Partout les hôtels se dégradent, lentement. Ils sont dégueulasses. Les propriétaires crachent dedans, souillent au lisier les boiseries – parfois des chiens pissent dans les couloirs, et avec les chiens les locataires –, on dit des locataires : carcasses. C’est le terme. Carcasses, dont je fais partie, j’entends : rapaces, fauves, hommes, requins-marteaux, reptiles. On doit trouver refuge là où la foudre n’a pas encore déclenché d’incendies, les failles de séismes. On erre parfois des mois dans les parages en quête d’asile. Nos figures, nos manières carnivores, attirent la traque ; la milice, les paysans – seuls les hôtels nous cachent pleinement de la colère des fourches.
Nous sommes débarquées dans des hôtels comme celui-ci au hasard de nos voyages. Certaines carcasses sont là depuis des années, déjà au terme de leur ultime métamorphose. D’autres, comme moi, ont encore tout à accomplir. Des hôtels identiques se trouvent ainsi sur tout le territoire, à des distances égales réglementées par la milice. Toute carcasse se trouvant à l’extérieur d’un hôtel peut être interpellée par la milice. La milice craint l’influence des carcasses, a peur de ce qu’elles pourraient dire à qui les croise.
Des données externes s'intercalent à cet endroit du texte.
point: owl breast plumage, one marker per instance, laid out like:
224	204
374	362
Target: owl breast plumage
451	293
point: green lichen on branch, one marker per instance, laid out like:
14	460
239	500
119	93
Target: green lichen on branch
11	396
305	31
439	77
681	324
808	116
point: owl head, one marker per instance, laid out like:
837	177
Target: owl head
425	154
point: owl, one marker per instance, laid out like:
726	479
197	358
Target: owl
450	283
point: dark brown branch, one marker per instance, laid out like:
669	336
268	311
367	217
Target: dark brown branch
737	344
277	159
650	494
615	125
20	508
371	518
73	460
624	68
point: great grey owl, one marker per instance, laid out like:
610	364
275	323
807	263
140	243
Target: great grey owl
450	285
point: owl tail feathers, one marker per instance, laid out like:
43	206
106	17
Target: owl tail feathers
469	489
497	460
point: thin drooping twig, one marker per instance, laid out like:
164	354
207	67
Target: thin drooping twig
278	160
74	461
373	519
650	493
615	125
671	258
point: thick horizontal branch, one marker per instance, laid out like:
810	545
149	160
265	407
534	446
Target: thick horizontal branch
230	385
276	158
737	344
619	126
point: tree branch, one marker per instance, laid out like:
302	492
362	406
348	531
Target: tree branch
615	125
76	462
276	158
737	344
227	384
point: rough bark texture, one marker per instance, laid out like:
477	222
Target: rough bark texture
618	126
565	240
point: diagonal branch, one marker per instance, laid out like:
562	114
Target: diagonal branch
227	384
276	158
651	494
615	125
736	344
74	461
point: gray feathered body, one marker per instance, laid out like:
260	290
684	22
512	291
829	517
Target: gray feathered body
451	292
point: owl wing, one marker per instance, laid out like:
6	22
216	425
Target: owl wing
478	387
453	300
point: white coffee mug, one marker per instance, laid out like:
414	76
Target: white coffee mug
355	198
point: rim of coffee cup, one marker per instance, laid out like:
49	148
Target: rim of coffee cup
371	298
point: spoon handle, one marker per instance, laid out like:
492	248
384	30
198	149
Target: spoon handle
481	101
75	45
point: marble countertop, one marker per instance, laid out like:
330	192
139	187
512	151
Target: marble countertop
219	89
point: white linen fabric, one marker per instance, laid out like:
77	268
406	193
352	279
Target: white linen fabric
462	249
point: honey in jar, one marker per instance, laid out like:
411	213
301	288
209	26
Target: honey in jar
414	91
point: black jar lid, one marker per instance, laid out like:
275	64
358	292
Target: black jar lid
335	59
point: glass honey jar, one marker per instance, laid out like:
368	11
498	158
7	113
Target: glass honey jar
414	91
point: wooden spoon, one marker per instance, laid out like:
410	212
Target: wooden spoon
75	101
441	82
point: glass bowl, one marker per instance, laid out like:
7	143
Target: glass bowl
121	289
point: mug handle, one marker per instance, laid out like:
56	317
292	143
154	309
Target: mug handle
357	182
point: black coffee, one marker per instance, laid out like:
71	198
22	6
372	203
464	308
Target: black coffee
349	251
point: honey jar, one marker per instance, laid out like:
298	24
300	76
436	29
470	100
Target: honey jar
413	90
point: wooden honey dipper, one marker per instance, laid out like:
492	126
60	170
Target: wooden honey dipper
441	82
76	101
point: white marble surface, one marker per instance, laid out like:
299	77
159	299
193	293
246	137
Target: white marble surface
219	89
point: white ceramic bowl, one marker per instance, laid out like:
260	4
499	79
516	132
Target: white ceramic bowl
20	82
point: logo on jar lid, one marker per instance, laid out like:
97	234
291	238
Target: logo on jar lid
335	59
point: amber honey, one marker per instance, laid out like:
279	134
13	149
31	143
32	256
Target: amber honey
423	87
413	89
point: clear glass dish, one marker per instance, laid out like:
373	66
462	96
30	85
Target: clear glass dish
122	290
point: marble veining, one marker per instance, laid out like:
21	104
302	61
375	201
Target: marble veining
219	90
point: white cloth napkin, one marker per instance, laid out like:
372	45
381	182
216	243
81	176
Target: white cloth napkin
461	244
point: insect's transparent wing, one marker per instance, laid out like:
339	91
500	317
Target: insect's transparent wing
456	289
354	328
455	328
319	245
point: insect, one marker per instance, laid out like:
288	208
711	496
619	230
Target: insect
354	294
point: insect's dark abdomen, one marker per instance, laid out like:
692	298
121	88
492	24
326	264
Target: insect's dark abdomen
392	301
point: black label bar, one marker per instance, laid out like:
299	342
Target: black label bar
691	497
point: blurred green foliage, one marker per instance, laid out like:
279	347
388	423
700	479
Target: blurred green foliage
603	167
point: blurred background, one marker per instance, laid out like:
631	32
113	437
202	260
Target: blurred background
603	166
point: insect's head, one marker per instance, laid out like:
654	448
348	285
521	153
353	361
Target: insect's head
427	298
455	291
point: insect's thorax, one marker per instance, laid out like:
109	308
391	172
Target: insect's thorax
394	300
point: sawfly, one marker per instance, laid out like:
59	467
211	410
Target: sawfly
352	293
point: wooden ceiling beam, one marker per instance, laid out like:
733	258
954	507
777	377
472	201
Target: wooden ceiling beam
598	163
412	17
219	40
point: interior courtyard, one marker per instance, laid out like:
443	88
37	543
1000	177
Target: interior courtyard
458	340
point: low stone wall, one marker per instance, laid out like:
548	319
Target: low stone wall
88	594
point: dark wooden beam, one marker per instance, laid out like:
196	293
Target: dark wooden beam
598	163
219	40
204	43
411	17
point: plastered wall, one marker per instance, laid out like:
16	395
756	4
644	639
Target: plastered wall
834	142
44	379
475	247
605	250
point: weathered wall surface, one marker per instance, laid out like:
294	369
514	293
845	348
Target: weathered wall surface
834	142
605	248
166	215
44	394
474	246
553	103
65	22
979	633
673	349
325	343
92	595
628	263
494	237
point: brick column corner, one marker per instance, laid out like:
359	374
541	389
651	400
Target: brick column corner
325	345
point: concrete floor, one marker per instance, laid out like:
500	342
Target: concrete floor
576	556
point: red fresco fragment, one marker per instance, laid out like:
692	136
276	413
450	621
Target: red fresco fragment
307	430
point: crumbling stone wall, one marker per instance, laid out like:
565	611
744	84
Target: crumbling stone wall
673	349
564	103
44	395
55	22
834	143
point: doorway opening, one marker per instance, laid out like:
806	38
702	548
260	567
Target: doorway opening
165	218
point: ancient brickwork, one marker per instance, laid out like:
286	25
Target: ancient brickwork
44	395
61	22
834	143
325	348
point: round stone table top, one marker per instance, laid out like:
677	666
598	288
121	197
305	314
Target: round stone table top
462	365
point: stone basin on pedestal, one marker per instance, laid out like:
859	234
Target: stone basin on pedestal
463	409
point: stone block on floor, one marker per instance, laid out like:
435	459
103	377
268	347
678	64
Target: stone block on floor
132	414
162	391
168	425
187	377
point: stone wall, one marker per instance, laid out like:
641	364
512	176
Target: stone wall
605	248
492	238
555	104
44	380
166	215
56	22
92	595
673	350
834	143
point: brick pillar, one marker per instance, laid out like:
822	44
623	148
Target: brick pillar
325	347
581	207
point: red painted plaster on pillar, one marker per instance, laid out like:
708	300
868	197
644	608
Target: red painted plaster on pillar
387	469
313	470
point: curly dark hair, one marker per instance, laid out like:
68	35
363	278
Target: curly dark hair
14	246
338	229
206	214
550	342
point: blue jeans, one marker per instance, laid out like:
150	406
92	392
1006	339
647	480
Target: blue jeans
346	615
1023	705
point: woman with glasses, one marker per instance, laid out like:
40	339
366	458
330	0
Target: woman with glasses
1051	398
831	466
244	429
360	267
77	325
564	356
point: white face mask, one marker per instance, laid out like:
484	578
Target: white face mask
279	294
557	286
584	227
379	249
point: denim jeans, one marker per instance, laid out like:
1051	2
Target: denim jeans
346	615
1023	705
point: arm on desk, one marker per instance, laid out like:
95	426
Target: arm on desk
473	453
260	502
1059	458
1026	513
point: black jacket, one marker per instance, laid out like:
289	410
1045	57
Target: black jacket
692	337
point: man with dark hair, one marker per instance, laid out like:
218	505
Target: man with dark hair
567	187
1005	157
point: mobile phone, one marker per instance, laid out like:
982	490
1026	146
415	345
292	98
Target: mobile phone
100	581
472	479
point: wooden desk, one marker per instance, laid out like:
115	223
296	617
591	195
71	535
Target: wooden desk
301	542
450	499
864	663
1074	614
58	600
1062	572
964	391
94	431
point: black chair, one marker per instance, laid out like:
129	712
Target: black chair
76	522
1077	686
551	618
Autour de l’hôtel, sur plusieurs kilomètres à la ronde, les habitations ont été désertées. Les civils ont été transférés ailleurs. Les derniers intrus encore présents dorment sous des abris en carton. Ils vivent en groupes, mangent des conserves périmées. Leurs télévisions n’ont pas d’antenne, et les écrans rendent un bruit blanc infernal qu’aucun bouton n’éteint. La nuit, ces intrus dévalent les pentes de la ville à bord d’engins trafiqués. Les pneus des engins éclatent et brûlent à mesure qu’ils dérapent.
D’autres haies brise-vent jalonnent les champs jusqu’à la ville. Les cultures ont brûlé mais le bocage conserve son apparence d’autrefois : talus, taillis, hameaux, ensembles de chênes rongés à la sève, vergers pourris, déchaumeuses embourbées.
Les palmiers aussi dépérissent.
Une enseigne de néons bleus défectueux grésille sous le crachin et projette quelques flammèches qui se consument à mes pieds – une succession de flèches rouges peintes à la va-vite mène distinctement vers l’entrée principale, sur le côté droit, sous un porche.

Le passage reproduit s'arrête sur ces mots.